Adam reflexionó antes de responderle.

—Para mí eres Efraím, mi compañero. Yo te confío mi vida y tal vez tú a mí la tuya. A partir de ahí, lo que seas en realidad o cuáles sean tus motivos para seguir adelante, es algo que ya me contarás cuando lo creas oportuno. Si es que ese momento llega.

Lo cierto era que, últimamente, Efraím se sentía a gusto conversando con el muchacho. Y pensó que algún día ese momento, sin duda, llegaría. Desde hacía tres noches, antes de dormir, siempre hablaban un rato, aunque sus conversaciones eran bastante cortas y concisas. Normalmente, el albino quería conocer su punto de vista sobre algún asunto en concreto; en cuanto le quedaba claro, parecía sentirse satisfecho y era como si prefiriese guardarse las siguientes preguntas para las noches venideras. Durante toda su vida no había tenido demasiadas oportunidades para hablar con las demás personas, y ésa era una nueva experiencia que, entre toda la dureza y dificultad de aquel viaje, estaba encantado de aprovechar.

Tras un rato de silencio, concentrado en el firmamento, le dijo:

—¿Crees que el ser humano, después de miles de años de evolución, ha llegado a su fin, Adam?

El muchacho, que era consciente de su curiosidad hacia él tanto como de la suya propia hacia el albino, le respondió:

—Creo que algún día tiene que llegar ese fin. Y que, tal vez, dentro de otros miles de años, surja una nueva especie, nuestros sucesores, y que, definitivamente, lo harán mejor que nosotros.

—¿Eso piensas? —Soltó una risa corta.

Adam también intentó sonreír.

—La naturaleza es sabia. Un anciano amigo mío me contó una vez que ya habían ocurrido otras catástrofes a lo largo de la historia que provocaron que las especies dominantes del planeta se extinguieran.

—¿Quién era ese hombre? —quiso saber.

En aquel momento Adam recordó algo: metió la mano en el bolsillo del abrigo y sacó el botecito de cianuro que le había dado el señor Belicci la última vez que se vieron. No sabía por qué motivo lo seguía guardando. Era un recuerdo un tanto extraño hacia su persona, pensó. Pero aún no había encontrado el momento adecuado para deshacerse de él. O quizá puede que no quisiera hacerlo.

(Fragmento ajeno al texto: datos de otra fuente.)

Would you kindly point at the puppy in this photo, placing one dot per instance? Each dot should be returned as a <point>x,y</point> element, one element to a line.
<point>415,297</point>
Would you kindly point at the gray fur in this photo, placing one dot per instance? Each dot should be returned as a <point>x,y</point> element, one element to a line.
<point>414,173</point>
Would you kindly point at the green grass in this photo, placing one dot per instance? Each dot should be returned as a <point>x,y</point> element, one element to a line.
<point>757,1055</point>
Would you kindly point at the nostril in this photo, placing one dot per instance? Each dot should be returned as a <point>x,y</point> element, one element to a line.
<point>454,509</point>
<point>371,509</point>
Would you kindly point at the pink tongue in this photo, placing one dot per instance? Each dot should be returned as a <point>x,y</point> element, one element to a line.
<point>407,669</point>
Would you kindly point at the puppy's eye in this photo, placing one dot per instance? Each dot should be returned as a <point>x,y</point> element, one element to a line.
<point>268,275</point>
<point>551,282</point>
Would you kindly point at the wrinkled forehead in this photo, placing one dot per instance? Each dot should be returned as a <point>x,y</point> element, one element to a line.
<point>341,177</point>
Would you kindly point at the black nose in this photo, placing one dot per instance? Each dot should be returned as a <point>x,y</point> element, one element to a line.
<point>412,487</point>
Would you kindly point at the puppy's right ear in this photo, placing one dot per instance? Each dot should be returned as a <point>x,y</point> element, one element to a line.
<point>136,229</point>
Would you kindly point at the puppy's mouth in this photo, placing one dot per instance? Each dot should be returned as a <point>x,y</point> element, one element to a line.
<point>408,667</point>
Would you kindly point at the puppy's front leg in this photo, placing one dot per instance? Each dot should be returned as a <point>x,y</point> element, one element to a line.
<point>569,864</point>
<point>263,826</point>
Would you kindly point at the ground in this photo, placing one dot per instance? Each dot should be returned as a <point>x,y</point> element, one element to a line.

—Alguien que ha sido como un padre para mí —respondió, sosteniendo el recipiente entre los dedos, de tal forma que la luz de las ascuas iluminó el líquido ambarino.

—¿Sigue vivo?

—No —musitó el muchacho con pesar, y volvió a guardarse el botecito en el bolsillo.

—¿Y qué creía él? ¿Veía posible un nuevo comienzo? —preguntó. Había respeto en su voz.

—A veces hablábamos… —recordó Adam con cariño—. Él nunca negó que la naturaleza sea capaz de crear vida inteligente de nuevo, que vuelvan a existir seres con la habilidad de utilizar una piedra para golpear o cortar la materia. Pero que esos futuros seres se paren a mirar el cielo y las estrellas como lo estás haciendo tú ahora mismo, Efraím, y que se pregunten quiénes son y de dónde vienen… Él creía que ése era un don que sólo se nos ha concebido a nosotros y que no volverá a repetirse. Decía que la vida continuará después del ser humano, el mundo florecerá y volverá a ser verde de nuevo, pero ya no habrá nadie capaz de entender y de apreciar su belleza. Y, para ser sincero, opino que será mejor así —añadió mientras se tumbaba de costado.

Efraím esbozó media sonrisa. De nuevo otra respuesta que no lo defraudaba. Eso le daría que pensar durante los largos momentos en los que se iba a mantener despierto, incapaz de conciliar el sueño.

—Buenas noches, Adam —dijo.

—Buenas noches, Efraím. —El muchacho colocó su mochila a modo de almohada y, reconociendo que, de algún modo, estaba empezando a sentir aprecio por el albino, cerró los ojos y se quedó dormido.